Fotoğraf: MA
Ankara 5'inci Ağır Ceza Mahkemesi'nde görülen 28 Şubat davasında, müebbet hapis cezasına çarptırılan dönemin Genelkurmay 2'nci Başkanı Çevik Bir hakkında; sağlık sorunları nedeniyle infazına ara verilmesine karar verildi.
Ankara 5'inci Ağır Ceza Mahkemesi'nde görülen 28 Şubat davası, 13 Nisan 2018'de karara bağlandı. Aralarında dönemin simge ismi Genelkurmay 2'nci Başkanı Çevik Bir, emekli Orgeneral Çetin Doğan'ın da bulunduğu 18 sanığa “Türkiye Cumhuriyeti icra vekilleri heyetini cebren ıskat veya vazife görmekten men” suçundan müebbet hapis cezası verildi.

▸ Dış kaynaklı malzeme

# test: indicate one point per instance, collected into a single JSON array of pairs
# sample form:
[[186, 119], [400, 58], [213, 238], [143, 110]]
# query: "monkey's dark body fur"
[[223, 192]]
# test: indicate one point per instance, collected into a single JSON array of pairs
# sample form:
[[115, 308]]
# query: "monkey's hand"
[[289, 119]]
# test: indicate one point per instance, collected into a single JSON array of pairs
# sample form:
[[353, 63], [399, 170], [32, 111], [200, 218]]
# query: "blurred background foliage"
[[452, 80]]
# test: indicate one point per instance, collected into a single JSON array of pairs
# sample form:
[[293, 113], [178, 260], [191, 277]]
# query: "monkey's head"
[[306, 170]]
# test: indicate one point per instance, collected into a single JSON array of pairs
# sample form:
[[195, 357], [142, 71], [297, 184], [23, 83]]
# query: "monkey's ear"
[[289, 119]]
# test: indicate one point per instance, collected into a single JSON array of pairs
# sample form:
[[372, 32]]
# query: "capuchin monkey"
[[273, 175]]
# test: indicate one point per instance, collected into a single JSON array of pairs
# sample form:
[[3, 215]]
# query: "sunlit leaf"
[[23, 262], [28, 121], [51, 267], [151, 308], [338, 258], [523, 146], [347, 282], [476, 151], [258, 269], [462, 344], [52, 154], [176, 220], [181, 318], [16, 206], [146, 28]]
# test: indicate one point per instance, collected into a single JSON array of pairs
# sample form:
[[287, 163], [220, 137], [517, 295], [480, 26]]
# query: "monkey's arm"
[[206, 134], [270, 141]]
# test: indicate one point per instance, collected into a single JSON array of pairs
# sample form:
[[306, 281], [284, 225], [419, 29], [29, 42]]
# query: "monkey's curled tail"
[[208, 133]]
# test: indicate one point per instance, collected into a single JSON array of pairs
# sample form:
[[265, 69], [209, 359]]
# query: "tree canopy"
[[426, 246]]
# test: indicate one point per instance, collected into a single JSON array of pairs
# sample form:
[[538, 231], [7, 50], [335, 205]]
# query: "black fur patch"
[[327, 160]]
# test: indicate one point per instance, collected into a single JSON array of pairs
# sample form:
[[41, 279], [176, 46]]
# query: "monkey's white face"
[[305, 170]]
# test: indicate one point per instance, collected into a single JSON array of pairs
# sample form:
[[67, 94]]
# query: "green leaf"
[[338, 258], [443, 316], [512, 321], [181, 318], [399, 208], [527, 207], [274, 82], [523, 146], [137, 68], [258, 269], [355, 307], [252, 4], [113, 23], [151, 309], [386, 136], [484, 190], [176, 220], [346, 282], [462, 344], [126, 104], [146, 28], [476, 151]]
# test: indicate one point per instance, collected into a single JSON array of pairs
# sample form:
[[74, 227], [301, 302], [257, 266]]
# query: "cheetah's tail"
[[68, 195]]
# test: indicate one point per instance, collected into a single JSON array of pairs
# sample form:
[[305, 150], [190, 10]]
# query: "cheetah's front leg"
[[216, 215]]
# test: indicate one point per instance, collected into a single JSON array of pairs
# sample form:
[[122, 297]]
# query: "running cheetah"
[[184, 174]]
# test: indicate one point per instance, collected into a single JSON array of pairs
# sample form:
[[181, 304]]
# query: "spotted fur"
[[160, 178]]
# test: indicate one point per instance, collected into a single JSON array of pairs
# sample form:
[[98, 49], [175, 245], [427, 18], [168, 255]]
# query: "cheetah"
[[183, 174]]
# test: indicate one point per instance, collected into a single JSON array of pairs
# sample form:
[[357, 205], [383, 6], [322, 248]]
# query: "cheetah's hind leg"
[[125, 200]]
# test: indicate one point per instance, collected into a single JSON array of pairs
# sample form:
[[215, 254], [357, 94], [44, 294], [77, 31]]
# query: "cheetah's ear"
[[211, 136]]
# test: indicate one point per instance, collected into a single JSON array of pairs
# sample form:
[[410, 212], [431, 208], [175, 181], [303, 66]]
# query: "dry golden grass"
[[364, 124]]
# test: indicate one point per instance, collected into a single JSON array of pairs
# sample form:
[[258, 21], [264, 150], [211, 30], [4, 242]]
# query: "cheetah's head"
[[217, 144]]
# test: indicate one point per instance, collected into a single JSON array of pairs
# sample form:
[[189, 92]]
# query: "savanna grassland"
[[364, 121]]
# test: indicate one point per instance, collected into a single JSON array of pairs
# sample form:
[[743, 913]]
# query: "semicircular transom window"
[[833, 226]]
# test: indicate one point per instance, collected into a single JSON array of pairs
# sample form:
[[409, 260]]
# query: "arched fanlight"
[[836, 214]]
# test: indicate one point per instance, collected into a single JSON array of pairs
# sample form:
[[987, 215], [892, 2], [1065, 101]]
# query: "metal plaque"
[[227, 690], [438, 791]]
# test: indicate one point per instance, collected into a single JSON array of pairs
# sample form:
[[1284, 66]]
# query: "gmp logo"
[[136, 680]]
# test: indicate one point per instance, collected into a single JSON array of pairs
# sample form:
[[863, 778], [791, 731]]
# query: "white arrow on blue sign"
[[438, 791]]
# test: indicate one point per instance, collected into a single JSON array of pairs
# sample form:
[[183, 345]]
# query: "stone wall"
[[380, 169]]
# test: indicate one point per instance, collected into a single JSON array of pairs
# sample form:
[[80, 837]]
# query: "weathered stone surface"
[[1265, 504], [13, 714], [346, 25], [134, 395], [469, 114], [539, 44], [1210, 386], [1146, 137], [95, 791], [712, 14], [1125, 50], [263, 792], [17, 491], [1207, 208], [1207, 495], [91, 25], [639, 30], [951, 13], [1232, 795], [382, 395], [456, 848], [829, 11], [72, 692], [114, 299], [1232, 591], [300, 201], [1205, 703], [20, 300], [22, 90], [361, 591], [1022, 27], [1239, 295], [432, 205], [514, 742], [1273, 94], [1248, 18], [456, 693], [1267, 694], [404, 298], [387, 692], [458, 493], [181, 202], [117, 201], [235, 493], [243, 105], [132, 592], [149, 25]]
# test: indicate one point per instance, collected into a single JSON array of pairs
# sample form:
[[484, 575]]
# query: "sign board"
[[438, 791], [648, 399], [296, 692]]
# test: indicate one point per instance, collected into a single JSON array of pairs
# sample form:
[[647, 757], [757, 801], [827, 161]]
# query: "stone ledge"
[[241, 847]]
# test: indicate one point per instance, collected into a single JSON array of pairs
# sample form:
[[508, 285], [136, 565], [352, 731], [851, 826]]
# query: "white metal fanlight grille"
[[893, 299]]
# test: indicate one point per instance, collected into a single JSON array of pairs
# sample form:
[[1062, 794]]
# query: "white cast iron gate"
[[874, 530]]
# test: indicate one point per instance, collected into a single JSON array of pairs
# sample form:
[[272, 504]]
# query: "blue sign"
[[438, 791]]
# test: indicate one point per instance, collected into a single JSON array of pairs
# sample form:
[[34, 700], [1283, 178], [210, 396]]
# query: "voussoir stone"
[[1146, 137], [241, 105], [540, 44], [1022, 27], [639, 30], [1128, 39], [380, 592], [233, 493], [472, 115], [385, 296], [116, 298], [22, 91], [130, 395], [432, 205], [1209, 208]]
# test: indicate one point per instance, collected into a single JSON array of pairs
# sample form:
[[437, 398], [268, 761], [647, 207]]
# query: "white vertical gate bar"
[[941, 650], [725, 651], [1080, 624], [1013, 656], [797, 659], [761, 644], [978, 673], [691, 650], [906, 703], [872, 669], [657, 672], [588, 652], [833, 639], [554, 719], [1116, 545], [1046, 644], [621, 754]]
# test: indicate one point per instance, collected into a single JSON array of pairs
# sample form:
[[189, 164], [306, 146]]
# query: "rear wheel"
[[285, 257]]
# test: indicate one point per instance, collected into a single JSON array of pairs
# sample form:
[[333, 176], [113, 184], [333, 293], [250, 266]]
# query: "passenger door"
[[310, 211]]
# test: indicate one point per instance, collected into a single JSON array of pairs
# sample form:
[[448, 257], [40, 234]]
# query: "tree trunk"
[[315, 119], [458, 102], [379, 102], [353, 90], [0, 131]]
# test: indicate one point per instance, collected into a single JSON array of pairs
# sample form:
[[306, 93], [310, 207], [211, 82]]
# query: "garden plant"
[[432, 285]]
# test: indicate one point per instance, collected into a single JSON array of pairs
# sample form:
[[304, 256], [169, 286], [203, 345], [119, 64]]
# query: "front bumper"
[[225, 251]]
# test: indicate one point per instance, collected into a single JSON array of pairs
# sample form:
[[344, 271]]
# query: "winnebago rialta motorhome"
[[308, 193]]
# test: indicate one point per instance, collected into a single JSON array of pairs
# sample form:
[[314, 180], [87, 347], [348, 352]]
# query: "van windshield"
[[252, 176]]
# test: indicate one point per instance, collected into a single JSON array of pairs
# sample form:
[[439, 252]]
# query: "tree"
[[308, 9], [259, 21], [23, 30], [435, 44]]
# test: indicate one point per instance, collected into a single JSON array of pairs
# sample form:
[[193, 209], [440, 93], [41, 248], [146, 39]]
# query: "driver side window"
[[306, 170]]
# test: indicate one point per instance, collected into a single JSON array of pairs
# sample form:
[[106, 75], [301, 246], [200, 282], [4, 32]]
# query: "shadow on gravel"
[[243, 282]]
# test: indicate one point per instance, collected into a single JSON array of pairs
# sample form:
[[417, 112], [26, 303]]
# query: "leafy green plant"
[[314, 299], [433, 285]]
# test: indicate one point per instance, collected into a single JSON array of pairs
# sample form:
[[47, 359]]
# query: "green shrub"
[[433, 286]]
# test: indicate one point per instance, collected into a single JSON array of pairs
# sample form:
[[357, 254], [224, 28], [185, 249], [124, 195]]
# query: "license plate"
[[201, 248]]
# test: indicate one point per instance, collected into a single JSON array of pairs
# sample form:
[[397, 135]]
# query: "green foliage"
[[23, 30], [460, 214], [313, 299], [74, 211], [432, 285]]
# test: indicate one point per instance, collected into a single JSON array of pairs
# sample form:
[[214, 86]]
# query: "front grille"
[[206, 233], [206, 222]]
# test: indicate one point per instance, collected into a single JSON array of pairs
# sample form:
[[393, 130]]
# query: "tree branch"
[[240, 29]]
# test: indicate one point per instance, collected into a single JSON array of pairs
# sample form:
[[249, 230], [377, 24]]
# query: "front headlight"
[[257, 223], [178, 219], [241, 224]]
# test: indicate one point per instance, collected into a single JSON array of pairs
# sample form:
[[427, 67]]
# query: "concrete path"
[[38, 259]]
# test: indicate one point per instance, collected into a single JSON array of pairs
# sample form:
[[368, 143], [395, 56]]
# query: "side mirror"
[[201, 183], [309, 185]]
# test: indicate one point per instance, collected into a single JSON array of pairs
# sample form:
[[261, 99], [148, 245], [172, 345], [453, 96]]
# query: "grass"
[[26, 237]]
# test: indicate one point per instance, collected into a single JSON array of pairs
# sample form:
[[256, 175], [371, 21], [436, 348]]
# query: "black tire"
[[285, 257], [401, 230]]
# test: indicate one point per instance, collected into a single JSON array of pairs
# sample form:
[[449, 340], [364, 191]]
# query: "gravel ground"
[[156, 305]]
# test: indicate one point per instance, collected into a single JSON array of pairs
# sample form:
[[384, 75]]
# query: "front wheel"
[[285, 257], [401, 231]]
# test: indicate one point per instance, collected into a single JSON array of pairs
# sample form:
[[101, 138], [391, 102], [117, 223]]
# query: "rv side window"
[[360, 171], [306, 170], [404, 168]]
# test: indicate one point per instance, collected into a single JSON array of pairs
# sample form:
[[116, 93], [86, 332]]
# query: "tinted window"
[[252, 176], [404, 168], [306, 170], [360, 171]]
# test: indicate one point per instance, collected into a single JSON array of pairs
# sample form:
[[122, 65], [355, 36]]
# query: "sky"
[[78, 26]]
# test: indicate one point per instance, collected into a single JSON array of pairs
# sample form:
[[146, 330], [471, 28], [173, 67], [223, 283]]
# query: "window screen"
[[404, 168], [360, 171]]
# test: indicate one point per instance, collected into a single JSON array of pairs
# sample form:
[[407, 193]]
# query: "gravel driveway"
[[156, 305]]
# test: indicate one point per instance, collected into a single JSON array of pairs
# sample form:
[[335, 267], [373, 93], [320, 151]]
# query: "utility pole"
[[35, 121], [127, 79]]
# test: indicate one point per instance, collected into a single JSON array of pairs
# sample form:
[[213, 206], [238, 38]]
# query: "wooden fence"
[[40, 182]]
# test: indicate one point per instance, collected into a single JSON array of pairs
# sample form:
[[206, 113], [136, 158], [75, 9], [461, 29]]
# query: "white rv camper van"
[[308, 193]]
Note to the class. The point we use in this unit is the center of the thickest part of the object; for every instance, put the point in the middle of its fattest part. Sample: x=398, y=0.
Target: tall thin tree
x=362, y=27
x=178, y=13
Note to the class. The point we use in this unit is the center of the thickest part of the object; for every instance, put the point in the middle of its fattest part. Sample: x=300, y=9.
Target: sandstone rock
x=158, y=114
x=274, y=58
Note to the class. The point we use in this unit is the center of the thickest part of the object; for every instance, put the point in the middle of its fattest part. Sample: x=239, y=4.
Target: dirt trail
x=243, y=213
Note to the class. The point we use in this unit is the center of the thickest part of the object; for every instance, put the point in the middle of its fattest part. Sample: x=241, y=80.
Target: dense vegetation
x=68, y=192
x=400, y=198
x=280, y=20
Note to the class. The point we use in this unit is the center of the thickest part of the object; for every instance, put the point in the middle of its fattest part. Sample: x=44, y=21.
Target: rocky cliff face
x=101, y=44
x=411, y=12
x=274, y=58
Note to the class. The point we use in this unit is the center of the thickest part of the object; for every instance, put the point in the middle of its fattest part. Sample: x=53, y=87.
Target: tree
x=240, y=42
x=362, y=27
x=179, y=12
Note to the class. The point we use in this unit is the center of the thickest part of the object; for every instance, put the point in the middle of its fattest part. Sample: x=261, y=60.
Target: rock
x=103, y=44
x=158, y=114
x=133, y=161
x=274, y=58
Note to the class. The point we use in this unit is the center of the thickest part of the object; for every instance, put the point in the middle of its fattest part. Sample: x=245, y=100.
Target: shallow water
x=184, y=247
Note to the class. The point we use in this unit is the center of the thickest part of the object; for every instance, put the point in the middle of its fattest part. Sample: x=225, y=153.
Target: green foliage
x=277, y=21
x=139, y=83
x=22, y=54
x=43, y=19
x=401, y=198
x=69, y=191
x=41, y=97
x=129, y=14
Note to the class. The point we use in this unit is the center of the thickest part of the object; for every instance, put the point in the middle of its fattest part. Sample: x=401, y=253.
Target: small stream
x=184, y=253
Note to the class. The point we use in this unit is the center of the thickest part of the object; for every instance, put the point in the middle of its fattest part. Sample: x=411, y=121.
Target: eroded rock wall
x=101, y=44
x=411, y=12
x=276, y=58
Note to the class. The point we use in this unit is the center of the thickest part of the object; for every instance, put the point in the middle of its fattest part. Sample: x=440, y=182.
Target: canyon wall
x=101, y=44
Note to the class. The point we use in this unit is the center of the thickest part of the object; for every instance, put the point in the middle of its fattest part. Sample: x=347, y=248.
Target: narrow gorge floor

MA'nın haberine göre, Yargıtay 3'üncü Ceza Dairesi, temyiz incelemesini 9 Temmuz 2021'de tamamlayarak, 14 sanık hakkındaki müebbet hapis cezasını onadı. Sanıklardan eski YÖK üyesi Erdoğan Öznal, dönemin YÖK Başkanı Prof. Dr. Halil Kemal Gürüz, eski Deniz Kuvvetleri Komutanı Hayri Bülent Alpkaya ve dönemin Genelkurmay Adli Müşaviri Muhittin Erdal Şenel'in eylemlerinin bu suça yardım kapsamında olduğu sonucuna varılarak, müebbet hapis cezaları bozuldu. Ayrıca diğer 37 sanık hakkındaki beraat kararları da onandı.
Rütbeleri söküldü
Hükmün kesinleşmesinin ardından rütbeleri sökülen ve geçen yıl Ağustos ayında cezaevine giren Çevik Bir'in avukatı Ümit Kara, 15 Haziran'da İzmir Cumhuriyet Başsavcılığı'na infaz erteleme talebiyle dilekçe verdi. Çevik Bir, 21 Haziran'da İzmir Eğitim ve Araştırma Hastanesi'ne sevk edildi. Hastanede yapılan tetkik ve incelemelerin ardından hazırlanan rapor, İzmir Cumhuriyet Başsavcılığı'na gönderildi.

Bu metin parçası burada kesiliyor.